The thing is, he's right, in a way. It is the fault of certain members of the judiciary that things in the courts move with glacier-like speed. It is also the fault of certain lawyers. It is also the fault of certain aspects of the administration.

But what possessed the Hon. Carmelo Mifsud Bonnici to blame first one and then the other for the delays and lay the full blame on both of them, leaving aside a certain lack of logic inherent in that way of doing things in the first place? As the man who is politically responsible for the administration of justice, whether he likes it or not, would it not have been more constructive to bring together the players, in a non-confrontational forum, to establish what is needed to get things moving?

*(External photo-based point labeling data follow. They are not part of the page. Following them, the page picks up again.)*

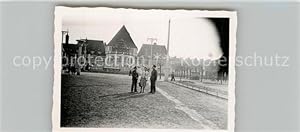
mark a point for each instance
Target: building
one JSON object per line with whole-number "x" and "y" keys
{"x": 94, "y": 53}
{"x": 121, "y": 52}
{"x": 158, "y": 53}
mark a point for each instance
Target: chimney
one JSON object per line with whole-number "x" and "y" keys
{"x": 67, "y": 38}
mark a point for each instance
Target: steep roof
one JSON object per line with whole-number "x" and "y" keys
{"x": 122, "y": 36}
{"x": 156, "y": 49}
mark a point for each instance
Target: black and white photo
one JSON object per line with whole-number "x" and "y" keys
{"x": 143, "y": 69}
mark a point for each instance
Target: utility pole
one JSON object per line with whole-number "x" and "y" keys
{"x": 167, "y": 70}
{"x": 62, "y": 35}
{"x": 151, "y": 42}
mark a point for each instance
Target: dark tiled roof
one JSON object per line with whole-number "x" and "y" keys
{"x": 122, "y": 36}
{"x": 70, "y": 49}
{"x": 95, "y": 47}
{"x": 156, "y": 49}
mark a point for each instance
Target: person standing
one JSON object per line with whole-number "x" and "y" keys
{"x": 153, "y": 79}
{"x": 143, "y": 80}
{"x": 172, "y": 77}
{"x": 135, "y": 77}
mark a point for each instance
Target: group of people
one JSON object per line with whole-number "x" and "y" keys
{"x": 140, "y": 76}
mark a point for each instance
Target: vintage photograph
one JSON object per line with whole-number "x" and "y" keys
{"x": 120, "y": 68}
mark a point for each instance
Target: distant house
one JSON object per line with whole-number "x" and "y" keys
{"x": 158, "y": 53}
{"x": 91, "y": 49}
{"x": 120, "y": 52}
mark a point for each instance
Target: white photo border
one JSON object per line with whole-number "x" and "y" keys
{"x": 60, "y": 11}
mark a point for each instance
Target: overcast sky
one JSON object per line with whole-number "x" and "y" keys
{"x": 190, "y": 35}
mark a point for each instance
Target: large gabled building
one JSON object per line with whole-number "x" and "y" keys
{"x": 121, "y": 52}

After all, no one, not even a Mifsud Bonnici, knows everything about everything and, frankly, some of the ideas that have been put about border on the ludicrous.

Just to give you a fr'instance or two: who thought up that sublime idea of letting clients apply directly to the Chief Justice to have their judge changed and who, for the sake of all that's holy, got the notion that lawyers would take kindly to being forced to give free service? Pro bono is something most of them do from time to time, but as free professionals, most of them bridle at being told what to do by their spouses, so you can imagine what they thought of being told what to do by a government that is responsible for providing legal aid in the first place.

Don't rush it

Happenstance took me to two eateries last week that matched each other in various aspects.

On Thursday, a few like-minded gentlemen took themselves to Serafino, in Sliema (and forgive me if the spelling is wrong) and partook of a very good dinner. The company was good and the food better: the only problem was, and a minor problem it was, really, that the food took a bit of time in coming. The quality of the service was excellent, it was just the speed with which the nosh made its way to our table that was a tiny bit annoying.

But don't let that put you off trying the place out, because the food really is worth the wait and, after all, it might just have been one of those nights.

Lulu's, in Paceville, has been given the mother of all make-overs. From a pretty decent joint shoe-horned into the available space, the Pillows have done themselves up a purpose-built and bespoke designed restaurant that has moved into the upper echelons of where you'd go for a good feed. Again, the speed twixt kitchen and table was a touch lacking but we were unlucky in that three large parties had rolled up at the same time, which stretched the hash slingers a bit. Again, again, though, the fare was well worth the wait and then some, even if the bread one uses to fill in the gaps was suffering by comparison.

A small gripe can be had, if one were to be annoyingly picky, about the acoustics, which don't seem to have been given the attention lavished on the menu and décor, but judicious sampling of the wine list soon deadens the sound.

Great place and I'll be back - there were plenty of things I wanted to try, but the rest of the party would have looked down their noses at me if I made them all order something different and nicked mouthfuls from their plates.